0002-Atomically-test-and-set-PHJ-RIGHT_SEMI-match-flags.patch
text/x-patch
Filename: 0002-Atomically-test-and-set-PHJ-RIGHT_SEMI-match-flags.patch
Type: text/x-patch
Part: 1
Patch
Same data as JSON:
GET /api/v1/attachments/:id/patch
the parsed metadata as JSON — format, series position, per-file stats; never the diff bytes.
API reference →
Format: format-patch
Series: patch 0002
Subject: Atomically test-and-set PHJ RIGHT_SEMI match flags.
| File | + | − |
|---|---|---|
| src/backend/executor/nodeHashjoin.c | 28 | 2 |
| src/include/access/htup_details.h | 12 | 0 |
| src/include/port/atomics.h | 54 | 0 |
From d26f8ff4e9ba62563f55bb47eb82fe14fb424024 Mon Sep 17 00:00:00 2001
From: Thomas Munro <thomas.munro@gmail.com>
Date: Tue, 11 Nov 2025 13:37:49 +1300
Subject: [PATCH 2/2] Atomically test-and-set PHJ RIGHT_SEMI match flags.
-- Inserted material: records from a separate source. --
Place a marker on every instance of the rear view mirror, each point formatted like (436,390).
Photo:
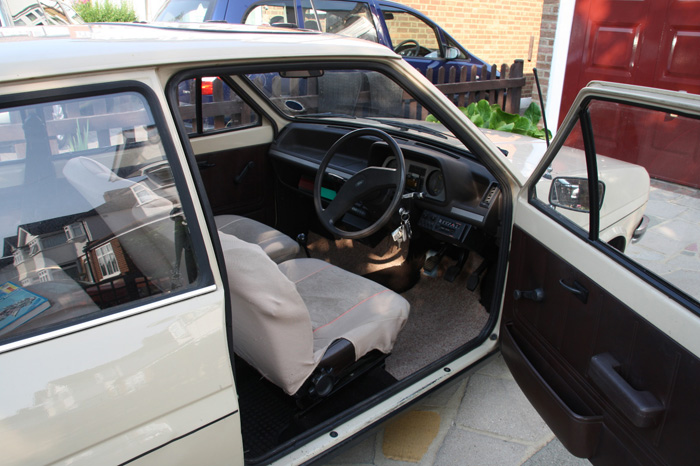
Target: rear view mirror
(573,194)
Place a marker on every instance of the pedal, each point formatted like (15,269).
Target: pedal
(453,272)
(431,263)
(475,276)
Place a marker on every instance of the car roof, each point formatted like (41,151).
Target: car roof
(46,51)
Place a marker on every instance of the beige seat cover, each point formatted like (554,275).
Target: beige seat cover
(286,316)
(276,244)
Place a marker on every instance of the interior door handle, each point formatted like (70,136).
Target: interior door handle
(640,407)
(577,289)
(244,172)
(536,295)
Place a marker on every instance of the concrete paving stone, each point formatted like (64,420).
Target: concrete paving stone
(686,281)
(554,454)
(683,261)
(673,188)
(468,448)
(498,406)
(670,237)
(639,252)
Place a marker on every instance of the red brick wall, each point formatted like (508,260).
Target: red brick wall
(497,32)
(550,15)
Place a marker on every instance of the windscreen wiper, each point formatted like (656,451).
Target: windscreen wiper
(407,126)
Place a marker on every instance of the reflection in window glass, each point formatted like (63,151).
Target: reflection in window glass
(350,19)
(354,93)
(187,11)
(273,12)
(221,107)
(635,144)
(411,36)
(564,186)
(90,219)
(649,189)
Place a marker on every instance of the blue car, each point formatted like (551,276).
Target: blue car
(408,32)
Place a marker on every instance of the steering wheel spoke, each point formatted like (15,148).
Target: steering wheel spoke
(359,186)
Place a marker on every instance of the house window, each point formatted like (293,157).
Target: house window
(107,261)
(74,231)
(34,247)
(143,194)
(44,276)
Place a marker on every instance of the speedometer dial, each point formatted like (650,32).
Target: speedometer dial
(435,183)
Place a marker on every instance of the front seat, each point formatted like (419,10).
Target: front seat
(294,321)
(278,246)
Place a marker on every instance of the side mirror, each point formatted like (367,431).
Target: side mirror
(451,53)
(573,194)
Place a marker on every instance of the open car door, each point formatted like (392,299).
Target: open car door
(605,343)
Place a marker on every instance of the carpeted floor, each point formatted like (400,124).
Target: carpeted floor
(444,315)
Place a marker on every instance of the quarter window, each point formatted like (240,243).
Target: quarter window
(107,261)
(208,104)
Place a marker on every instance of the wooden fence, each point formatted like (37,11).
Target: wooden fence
(472,85)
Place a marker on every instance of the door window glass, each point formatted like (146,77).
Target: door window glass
(220,107)
(350,19)
(92,218)
(647,210)
(411,36)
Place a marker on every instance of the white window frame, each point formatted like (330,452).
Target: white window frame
(106,260)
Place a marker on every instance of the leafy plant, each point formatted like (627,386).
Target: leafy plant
(93,11)
(485,115)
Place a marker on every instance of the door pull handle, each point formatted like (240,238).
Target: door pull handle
(577,289)
(640,407)
(536,295)
(244,172)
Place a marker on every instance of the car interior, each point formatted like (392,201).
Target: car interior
(359,243)
(391,224)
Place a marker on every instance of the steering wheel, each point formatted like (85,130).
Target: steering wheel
(360,185)
(408,48)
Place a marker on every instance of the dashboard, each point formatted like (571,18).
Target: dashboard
(458,194)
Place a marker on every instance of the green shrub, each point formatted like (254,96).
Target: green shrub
(105,12)
(485,115)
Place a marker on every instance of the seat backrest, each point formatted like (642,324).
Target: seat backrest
(271,324)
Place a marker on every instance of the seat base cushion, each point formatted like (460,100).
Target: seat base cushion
(344,305)
(278,246)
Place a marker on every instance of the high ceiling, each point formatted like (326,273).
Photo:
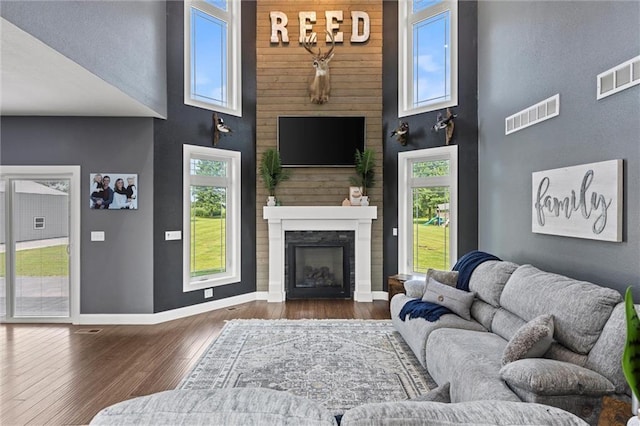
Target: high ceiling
(37,80)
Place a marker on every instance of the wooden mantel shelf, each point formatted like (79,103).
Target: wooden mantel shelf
(320,212)
(320,218)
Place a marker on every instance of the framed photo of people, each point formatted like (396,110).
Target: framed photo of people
(113,191)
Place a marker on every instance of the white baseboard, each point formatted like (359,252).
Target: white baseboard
(157,318)
(380,295)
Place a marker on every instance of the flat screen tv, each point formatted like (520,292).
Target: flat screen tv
(320,141)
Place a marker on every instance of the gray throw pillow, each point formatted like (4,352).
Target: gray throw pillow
(414,288)
(459,301)
(531,340)
(449,278)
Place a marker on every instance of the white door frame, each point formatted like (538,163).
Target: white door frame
(73,174)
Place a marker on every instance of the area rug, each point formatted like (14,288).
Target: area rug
(339,363)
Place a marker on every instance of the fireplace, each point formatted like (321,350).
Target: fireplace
(283,219)
(319,264)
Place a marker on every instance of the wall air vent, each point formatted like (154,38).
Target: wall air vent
(541,111)
(618,78)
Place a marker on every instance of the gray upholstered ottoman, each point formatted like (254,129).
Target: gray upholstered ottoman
(485,413)
(238,406)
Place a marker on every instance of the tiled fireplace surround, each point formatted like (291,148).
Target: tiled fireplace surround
(319,218)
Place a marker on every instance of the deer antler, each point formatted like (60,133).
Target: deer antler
(307,45)
(333,44)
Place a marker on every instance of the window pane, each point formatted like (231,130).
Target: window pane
(221,4)
(208,58)
(419,5)
(430,168)
(431,62)
(208,168)
(431,228)
(208,230)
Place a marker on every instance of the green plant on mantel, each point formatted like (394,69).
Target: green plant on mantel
(364,164)
(631,354)
(271,170)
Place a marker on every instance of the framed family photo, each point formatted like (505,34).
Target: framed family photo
(113,191)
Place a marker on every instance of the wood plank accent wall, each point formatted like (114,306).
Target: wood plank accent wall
(284,71)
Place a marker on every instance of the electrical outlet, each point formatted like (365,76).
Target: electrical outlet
(97,235)
(172,235)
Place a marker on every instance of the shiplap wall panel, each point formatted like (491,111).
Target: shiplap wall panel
(284,72)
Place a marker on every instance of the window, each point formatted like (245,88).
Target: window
(428,65)
(212,55)
(427,209)
(211,217)
(38,223)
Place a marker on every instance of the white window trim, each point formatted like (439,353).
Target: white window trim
(405,207)
(234,51)
(233,209)
(405,55)
(37,222)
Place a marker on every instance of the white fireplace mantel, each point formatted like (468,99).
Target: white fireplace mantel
(320,218)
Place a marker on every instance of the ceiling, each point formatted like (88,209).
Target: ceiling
(38,80)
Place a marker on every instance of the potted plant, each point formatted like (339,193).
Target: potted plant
(272,173)
(631,354)
(364,164)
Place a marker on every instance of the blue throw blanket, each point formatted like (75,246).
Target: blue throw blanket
(416,308)
(467,264)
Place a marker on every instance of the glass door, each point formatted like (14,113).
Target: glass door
(37,256)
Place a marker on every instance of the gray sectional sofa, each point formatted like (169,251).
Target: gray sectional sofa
(582,365)
(267,407)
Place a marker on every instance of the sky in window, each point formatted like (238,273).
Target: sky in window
(208,57)
(419,5)
(222,4)
(431,66)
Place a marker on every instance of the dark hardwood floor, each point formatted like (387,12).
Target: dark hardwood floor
(64,374)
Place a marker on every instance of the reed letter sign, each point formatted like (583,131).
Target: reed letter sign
(581,201)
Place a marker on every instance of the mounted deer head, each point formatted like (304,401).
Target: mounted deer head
(321,85)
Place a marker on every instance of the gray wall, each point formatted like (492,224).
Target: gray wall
(528,51)
(117,274)
(134,60)
(189,125)
(421,135)
(53,208)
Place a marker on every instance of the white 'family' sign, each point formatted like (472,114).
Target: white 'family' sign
(581,201)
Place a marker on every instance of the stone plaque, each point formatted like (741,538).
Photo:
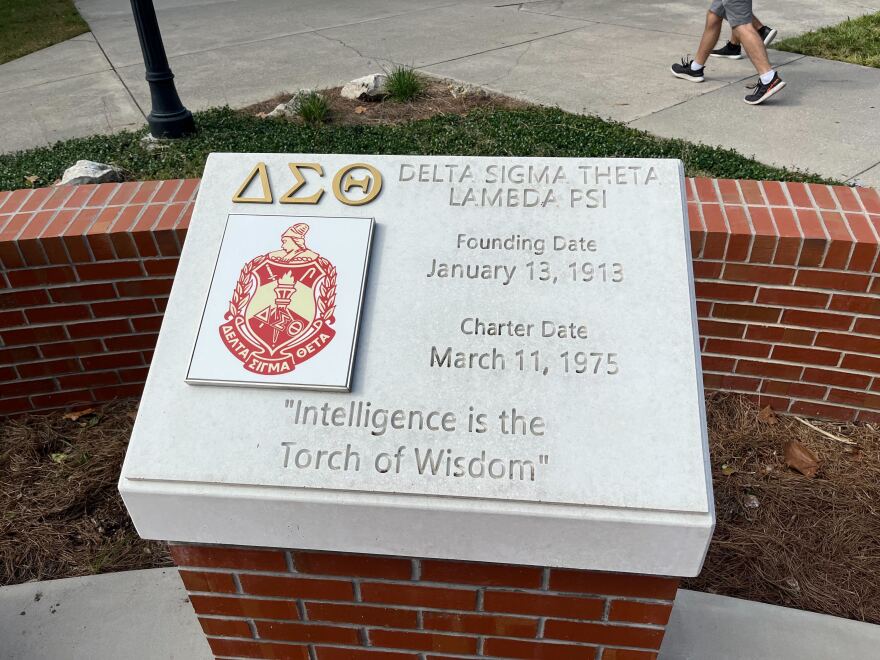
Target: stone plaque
(526,383)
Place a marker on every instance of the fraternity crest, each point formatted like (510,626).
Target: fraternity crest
(282,307)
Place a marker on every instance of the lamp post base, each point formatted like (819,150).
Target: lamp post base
(171,125)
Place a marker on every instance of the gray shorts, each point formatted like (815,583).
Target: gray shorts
(737,12)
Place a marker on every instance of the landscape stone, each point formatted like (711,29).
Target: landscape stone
(88,171)
(368,88)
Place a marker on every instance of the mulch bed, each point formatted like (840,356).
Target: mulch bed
(438,97)
(61,513)
(807,542)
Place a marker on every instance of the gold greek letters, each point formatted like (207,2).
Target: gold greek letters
(360,176)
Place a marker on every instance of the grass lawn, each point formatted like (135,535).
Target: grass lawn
(29,25)
(856,40)
(531,131)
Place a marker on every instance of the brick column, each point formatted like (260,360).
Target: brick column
(273,603)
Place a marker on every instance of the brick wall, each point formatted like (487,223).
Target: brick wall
(263,603)
(787,285)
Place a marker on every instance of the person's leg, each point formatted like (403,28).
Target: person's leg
(770,83)
(692,70)
(754,45)
(711,32)
(755,24)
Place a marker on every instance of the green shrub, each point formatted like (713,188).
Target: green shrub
(404,84)
(543,132)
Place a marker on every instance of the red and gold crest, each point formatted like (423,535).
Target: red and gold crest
(282,307)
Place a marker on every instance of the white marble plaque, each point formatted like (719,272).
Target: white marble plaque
(526,383)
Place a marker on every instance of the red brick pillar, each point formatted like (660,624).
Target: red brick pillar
(273,603)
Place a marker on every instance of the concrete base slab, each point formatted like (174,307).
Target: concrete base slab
(706,626)
(825,119)
(137,615)
(583,80)
(145,615)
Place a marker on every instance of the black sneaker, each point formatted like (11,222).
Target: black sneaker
(763,92)
(685,72)
(768,34)
(728,50)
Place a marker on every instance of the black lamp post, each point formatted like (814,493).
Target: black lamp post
(168,118)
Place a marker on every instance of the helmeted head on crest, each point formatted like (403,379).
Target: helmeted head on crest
(295,237)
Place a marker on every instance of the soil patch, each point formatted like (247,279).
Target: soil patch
(438,97)
(782,537)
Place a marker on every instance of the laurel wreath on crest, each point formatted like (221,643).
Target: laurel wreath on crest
(326,300)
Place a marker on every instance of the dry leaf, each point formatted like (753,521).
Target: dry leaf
(801,459)
(767,416)
(75,415)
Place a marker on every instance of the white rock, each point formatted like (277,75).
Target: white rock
(151,143)
(88,171)
(368,88)
(281,110)
(291,108)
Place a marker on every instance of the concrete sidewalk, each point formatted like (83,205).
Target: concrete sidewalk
(605,57)
(145,615)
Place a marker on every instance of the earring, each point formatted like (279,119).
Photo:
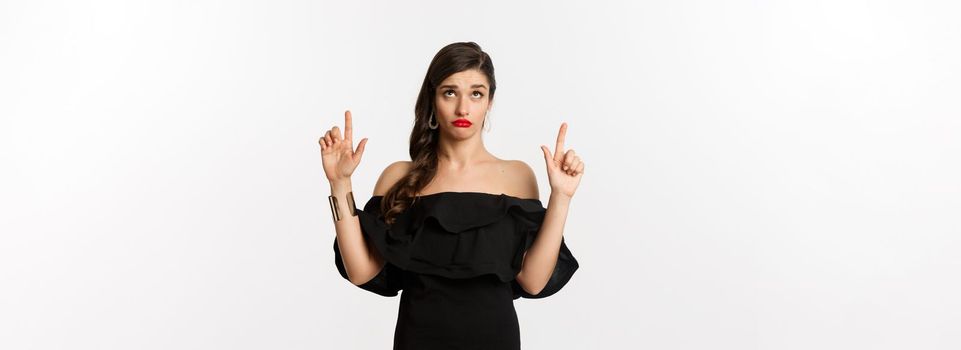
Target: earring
(486,118)
(431,123)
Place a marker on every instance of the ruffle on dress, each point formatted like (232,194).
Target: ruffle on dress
(458,235)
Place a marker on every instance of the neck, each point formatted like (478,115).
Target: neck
(459,154)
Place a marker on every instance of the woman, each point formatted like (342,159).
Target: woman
(461,231)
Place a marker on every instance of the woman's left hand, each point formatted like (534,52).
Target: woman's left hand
(564,169)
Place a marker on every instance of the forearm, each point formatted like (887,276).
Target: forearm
(541,258)
(361,262)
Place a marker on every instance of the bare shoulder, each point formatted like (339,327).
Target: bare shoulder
(523,183)
(393,173)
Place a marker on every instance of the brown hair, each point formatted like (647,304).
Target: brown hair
(453,58)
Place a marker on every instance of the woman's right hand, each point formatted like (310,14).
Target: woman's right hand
(337,153)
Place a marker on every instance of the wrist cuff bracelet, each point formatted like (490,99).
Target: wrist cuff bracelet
(335,207)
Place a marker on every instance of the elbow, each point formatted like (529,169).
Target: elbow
(533,291)
(530,288)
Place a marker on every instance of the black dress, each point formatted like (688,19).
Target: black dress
(455,255)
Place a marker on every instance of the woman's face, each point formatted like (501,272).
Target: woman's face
(462,93)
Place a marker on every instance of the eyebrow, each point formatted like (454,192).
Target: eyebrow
(455,86)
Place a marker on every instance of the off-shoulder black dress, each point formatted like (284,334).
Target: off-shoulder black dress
(455,255)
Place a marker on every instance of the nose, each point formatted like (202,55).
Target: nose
(463,107)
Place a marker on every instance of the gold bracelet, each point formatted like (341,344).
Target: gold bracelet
(335,208)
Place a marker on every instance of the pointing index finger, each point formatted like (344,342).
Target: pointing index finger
(559,147)
(348,126)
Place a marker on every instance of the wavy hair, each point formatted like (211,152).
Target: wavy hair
(453,58)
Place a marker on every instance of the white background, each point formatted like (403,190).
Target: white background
(759,174)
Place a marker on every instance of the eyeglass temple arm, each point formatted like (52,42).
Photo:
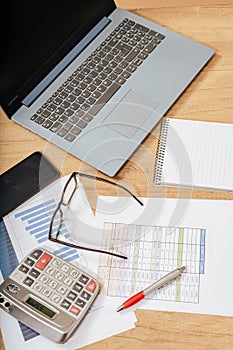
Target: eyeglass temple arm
(111,183)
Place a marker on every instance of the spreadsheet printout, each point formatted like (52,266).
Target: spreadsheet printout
(152,252)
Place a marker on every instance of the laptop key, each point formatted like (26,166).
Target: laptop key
(104,98)
(70,137)
(82,124)
(62,132)
(76,131)
(55,127)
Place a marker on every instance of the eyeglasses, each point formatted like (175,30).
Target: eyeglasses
(68,192)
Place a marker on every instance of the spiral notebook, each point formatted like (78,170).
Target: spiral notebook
(195,154)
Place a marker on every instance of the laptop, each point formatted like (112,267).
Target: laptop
(91,78)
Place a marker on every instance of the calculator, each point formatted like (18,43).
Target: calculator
(48,294)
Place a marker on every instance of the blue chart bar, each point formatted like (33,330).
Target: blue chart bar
(37,220)
(8,262)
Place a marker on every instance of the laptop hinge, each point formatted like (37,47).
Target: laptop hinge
(33,95)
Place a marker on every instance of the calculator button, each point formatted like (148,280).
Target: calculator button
(80,303)
(56,298)
(34,273)
(85,295)
(29,262)
(68,281)
(47,292)
(62,289)
(77,287)
(44,278)
(43,261)
(75,310)
(28,281)
(83,279)
(24,269)
(74,273)
(13,288)
(36,254)
(38,287)
(59,276)
(65,268)
(91,286)
(53,284)
(66,304)
(72,296)
(50,270)
(18,277)
(56,263)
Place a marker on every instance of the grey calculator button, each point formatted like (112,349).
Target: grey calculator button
(59,276)
(62,289)
(36,254)
(47,292)
(53,284)
(56,263)
(85,295)
(38,287)
(68,281)
(24,269)
(44,278)
(83,279)
(65,268)
(74,273)
(81,303)
(34,273)
(72,296)
(29,262)
(66,304)
(28,281)
(50,271)
(13,288)
(77,287)
(56,298)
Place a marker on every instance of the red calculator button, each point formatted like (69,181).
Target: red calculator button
(74,310)
(43,261)
(91,286)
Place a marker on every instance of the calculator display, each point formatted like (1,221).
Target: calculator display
(40,307)
(59,293)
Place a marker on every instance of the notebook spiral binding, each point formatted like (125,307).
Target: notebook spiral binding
(159,158)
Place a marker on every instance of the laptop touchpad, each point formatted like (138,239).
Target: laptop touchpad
(130,113)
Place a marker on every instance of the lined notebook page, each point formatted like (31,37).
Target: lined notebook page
(195,154)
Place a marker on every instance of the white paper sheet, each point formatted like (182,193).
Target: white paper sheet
(215,217)
(28,228)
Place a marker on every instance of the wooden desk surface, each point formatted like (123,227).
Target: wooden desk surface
(209,98)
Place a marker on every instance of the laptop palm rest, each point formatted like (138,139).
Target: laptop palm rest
(129,115)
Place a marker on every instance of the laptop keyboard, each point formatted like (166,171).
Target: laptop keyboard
(76,102)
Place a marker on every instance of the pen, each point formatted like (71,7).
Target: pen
(168,278)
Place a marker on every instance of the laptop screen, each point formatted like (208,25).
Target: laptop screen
(37,35)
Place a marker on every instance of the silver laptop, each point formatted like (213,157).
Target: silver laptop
(92,78)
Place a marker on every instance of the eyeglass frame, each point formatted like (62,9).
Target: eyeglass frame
(61,202)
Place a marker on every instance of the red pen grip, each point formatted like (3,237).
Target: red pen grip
(133,300)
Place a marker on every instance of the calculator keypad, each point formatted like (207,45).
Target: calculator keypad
(59,282)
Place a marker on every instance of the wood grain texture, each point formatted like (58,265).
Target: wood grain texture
(209,97)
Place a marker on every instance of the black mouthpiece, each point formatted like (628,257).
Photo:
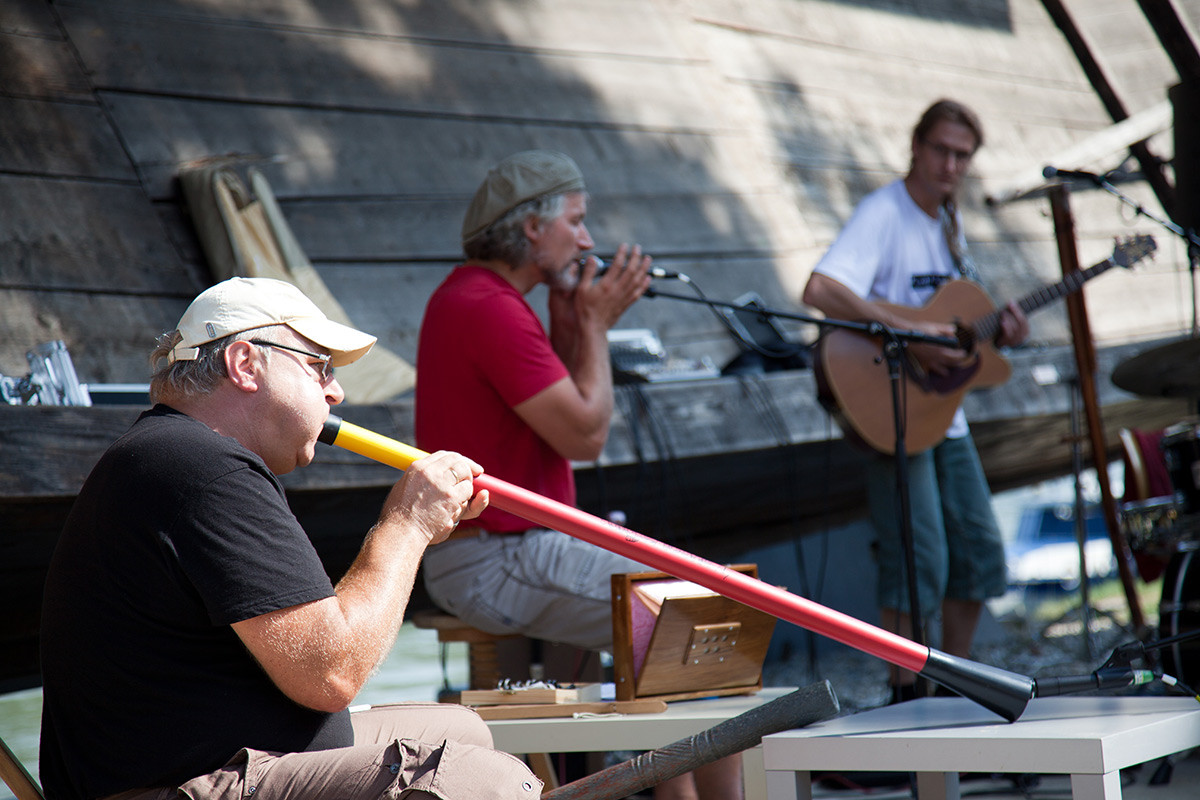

Fix the race that led to PHJ RIGHT_SEMI being reverted from v18 (commit
257ee783), by introducing an introducing an atomic test-and-set function
for match flags.. Each tuple can be emitted exactly once on first match
in any backend, when a RIGHT_SEMI join is executed by PHJ.
TODO: not seriously tested, focusing more on the atomic portability
questions than the RIGHT_SEMI correctness (see patch for concerns)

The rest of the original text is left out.